Figure 2. The constituents of the carbohydrate fraction of woody plant residues and the inherent fermentability of the basic building blocks.

Materials and Methods

Fungal strain selection

Pleurotus ostreatus (AM-G269) and Ganoderma lucidum(AM-M177) were purchased from Aloha Medicinals (Carson City, Nevada, USA). These strains were selected due to proven cultivation ability and for international comparability. A further strain search was launched to locate and isolate South African strains for assessment. A potential newly discovered Ganoderma #1 isolate was included in this study due to its inherent higher optimal growth temperature and only tested at time 0 and after 18 weeks on the G2 substrate consistency. To avoid possible spreading of spores into the environment the study was designed to avoid fruiting cycles of Ganoderma as the mycelial state ofGanoderma does not possess the ability to effectively infect hosts non-intentionally.

Substrate for SSF

Acacia mellifera was chosen as the preferred substrate due to excessive volumes available in central South Africa. Substrate was milled to three different particle sizes to elucidate possible variations due to the available surface area of the substrate and distinguished by G3 (rough chips, 2-5 cm), G2 (medium chips, 1-2 cm) and G1 (fine chips, ˂1 cm). The woody substrate was allowed to ‘rest’ for two weeks before use to circumvent any passive host-immunity to the mushroom strains. Ganoderma #1 was included in a replicate experiment after the completion of the benchmark strains and only G2 was selected as the variable grind consistency.

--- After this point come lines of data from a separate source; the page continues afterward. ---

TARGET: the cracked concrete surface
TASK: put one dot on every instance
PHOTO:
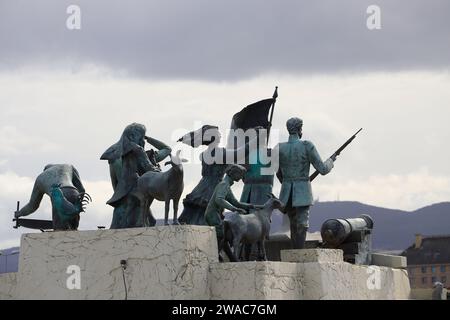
(162, 263)
(180, 262)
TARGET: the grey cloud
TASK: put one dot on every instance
(226, 40)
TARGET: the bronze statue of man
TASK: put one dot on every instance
(223, 198)
(62, 183)
(295, 158)
(127, 162)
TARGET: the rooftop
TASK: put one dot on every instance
(429, 250)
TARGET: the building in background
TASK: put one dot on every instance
(429, 261)
(9, 260)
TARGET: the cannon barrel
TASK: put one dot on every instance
(335, 231)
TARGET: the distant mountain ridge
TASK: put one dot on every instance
(393, 229)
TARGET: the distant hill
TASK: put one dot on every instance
(393, 229)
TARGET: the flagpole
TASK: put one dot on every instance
(275, 96)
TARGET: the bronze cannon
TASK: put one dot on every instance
(350, 235)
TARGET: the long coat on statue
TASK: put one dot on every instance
(295, 158)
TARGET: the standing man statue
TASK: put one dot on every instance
(127, 162)
(223, 198)
(257, 186)
(295, 158)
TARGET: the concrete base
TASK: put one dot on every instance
(312, 255)
(8, 285)
(387, 260)
(180, 262)
(162, 263)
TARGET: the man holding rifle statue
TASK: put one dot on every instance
(295, 158)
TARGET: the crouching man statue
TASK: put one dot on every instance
(62, 183)
(295, 158)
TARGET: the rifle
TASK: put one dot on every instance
(336, 153)
(275, 96)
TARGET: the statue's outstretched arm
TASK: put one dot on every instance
(315, 159)
(236, 203)
(76, 180)
(241, 152)
(163, 149)
(33, 204)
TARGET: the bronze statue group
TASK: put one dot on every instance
(137, 180)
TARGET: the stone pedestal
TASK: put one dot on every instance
(387, 260)
(162, 263)
(8, 285)
(312, 255)
(181, 262)
(255, 281)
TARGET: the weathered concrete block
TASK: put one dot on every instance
(391, 261)
(345, 281)
(312, 255)
(8, 284)
(255, 281)
(168, 262)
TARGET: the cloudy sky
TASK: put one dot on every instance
(173, 65)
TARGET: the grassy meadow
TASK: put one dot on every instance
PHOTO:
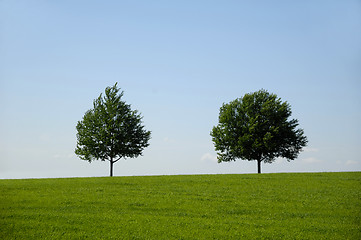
(247, 206)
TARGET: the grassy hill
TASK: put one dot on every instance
(249, 206)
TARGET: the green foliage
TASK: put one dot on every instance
(256, 127)
(250, 206)
(111, 130)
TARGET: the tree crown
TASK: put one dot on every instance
(111, 130)
(256, 127)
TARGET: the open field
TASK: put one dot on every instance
(249, 206)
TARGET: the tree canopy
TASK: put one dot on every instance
(257, 127)
(110, 130)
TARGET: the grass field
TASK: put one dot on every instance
(249, 206)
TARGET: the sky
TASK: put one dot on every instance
(177, 63)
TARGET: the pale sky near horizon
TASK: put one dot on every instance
(177, 62)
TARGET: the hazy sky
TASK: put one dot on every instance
(177, 62)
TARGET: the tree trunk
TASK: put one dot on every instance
(111, 168)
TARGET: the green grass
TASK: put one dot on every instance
(249, 206)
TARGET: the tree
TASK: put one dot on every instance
(111, 130)
(257, 127)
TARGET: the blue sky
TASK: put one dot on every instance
(177, 62)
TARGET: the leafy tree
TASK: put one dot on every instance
(257, 127)
(111, 130)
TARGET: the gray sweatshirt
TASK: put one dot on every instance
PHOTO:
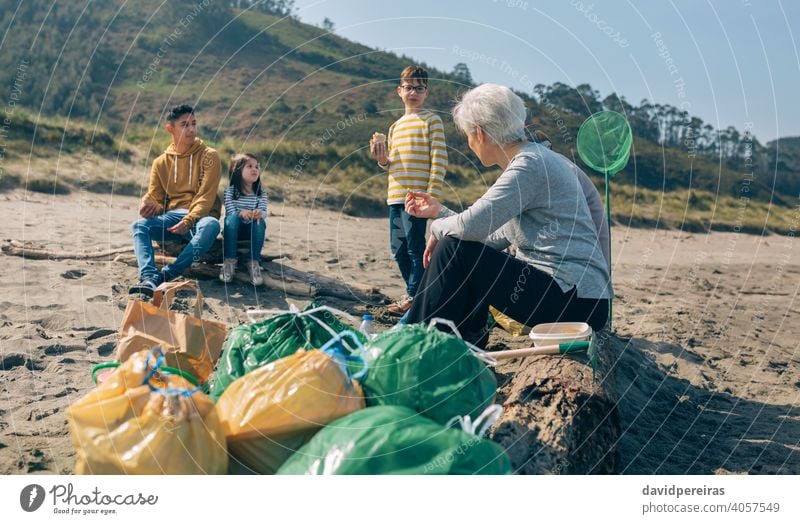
(538, 207)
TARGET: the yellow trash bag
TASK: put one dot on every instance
(509, 324)
(140, 420)
(269, 413)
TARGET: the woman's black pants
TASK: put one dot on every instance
(465, 278)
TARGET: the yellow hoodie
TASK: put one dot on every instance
(187, 181)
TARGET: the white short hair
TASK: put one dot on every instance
(496, 109)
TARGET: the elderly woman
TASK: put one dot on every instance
(537, 206)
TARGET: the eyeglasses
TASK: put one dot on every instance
(417, 89)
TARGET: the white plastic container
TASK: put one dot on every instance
(560, 332)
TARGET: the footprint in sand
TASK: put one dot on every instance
(100, 333)
(13, 360)
(73, 274)
(60, 349)
(106, 349)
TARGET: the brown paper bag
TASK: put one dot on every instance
(189, 343)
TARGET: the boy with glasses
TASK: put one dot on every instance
(416, 160)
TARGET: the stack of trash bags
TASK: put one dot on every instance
(142, 420)
(299, 393)
(352, 406)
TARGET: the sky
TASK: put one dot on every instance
(732, 63)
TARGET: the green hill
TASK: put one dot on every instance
(97, 76)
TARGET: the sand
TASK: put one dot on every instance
(708, 382)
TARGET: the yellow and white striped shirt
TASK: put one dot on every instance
(417, 156)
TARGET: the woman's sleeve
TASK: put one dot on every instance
(438, 156)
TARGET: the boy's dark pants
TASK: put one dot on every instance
(407, 243)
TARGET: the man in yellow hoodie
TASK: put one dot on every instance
(181, 202)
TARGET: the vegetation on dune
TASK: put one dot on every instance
(96, 81)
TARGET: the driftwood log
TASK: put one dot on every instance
(20, 249)
(558, 418)
(276, 276)
(285, 279)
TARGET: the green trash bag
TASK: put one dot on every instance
(395, 440)
(251, 346)
(432, 372)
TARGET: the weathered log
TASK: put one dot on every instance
(20, 249)
(284, 278)
(557, 418)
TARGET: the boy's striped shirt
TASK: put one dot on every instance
(417, 156)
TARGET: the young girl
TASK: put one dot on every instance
(245, 217)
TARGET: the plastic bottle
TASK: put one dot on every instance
(366, 328)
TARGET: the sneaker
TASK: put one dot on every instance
(146, 286)
(400, 307)
(228, 270)
(254, 268)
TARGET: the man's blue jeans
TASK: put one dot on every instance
(237, 229)
(407, 242)
(201, 237)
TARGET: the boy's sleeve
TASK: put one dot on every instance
(155, 191)
(204, 200)
(438, 156)
(388, 149)
(230, 209)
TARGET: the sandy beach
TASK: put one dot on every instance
(709, 376)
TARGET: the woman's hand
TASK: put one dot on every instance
(429, 247)
(149, 209)
(422, 205)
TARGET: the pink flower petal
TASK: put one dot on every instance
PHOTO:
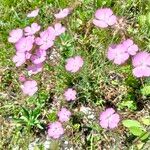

Substrate cultivation bags

Substrate was soaked in demineralised water for 24 hours for hydration. The hydrated substrate was subsequently drained until no free running water was observed. Substrate was packed into polypropylene bags with 0.45 µm pore size filter patches to contain a total of 400 g hydratedA. mellifera wood chips in the three different size categories, i.e.,. All substrate bags were autoclaved for 90 minutes at 121 °C. Cultivation bags were performed in duplicate for a total of 20 weeks with sample bags being chosen at random every two weeks for analysis.

Mushroom cultures

The purchased mushroom cultures were received on Difco™ Potato Dextrose Agar (PDA) slants. Upon reception the cultures were transferred aseptically to fresh PDA plates and allowed to grow for seven days before being used as spawn inoculum. All species applied were previously characterised on genomic level using the Internal Transcribed Spacer (ITS gene region.

Mushrooms spawn production

Sorghum grains were soaked for 24 hours for hydration. The grains were removed from the soaking water and surface-dried by rolling on a towel until no longer visibly wet on the surface. The grains were then placed in polypropylene cultivation bags with air with 0.45 µm pore size filters and sterilised by autoclaving for 90 mins at 121 °C. After being cooled to room temperature the bags were inoculated by adding a 1 x 1 cm square of PDA agar covered with mushroom mycelium. Bags were then incubated at 25 °C until fully colonised.

Substrate inoculation

Each 400 g substrate bag was inoculated with 40 g of sorghum grain mushroom spawn and shaken to distribute inoculum. The substrate bags were placed in a growth room at 25 °C and humidity of 85% (Figure 3). Control samples were inoculated with the same method but immediately placed in an oven at 80 °C to dry completely and milled to a fine powder.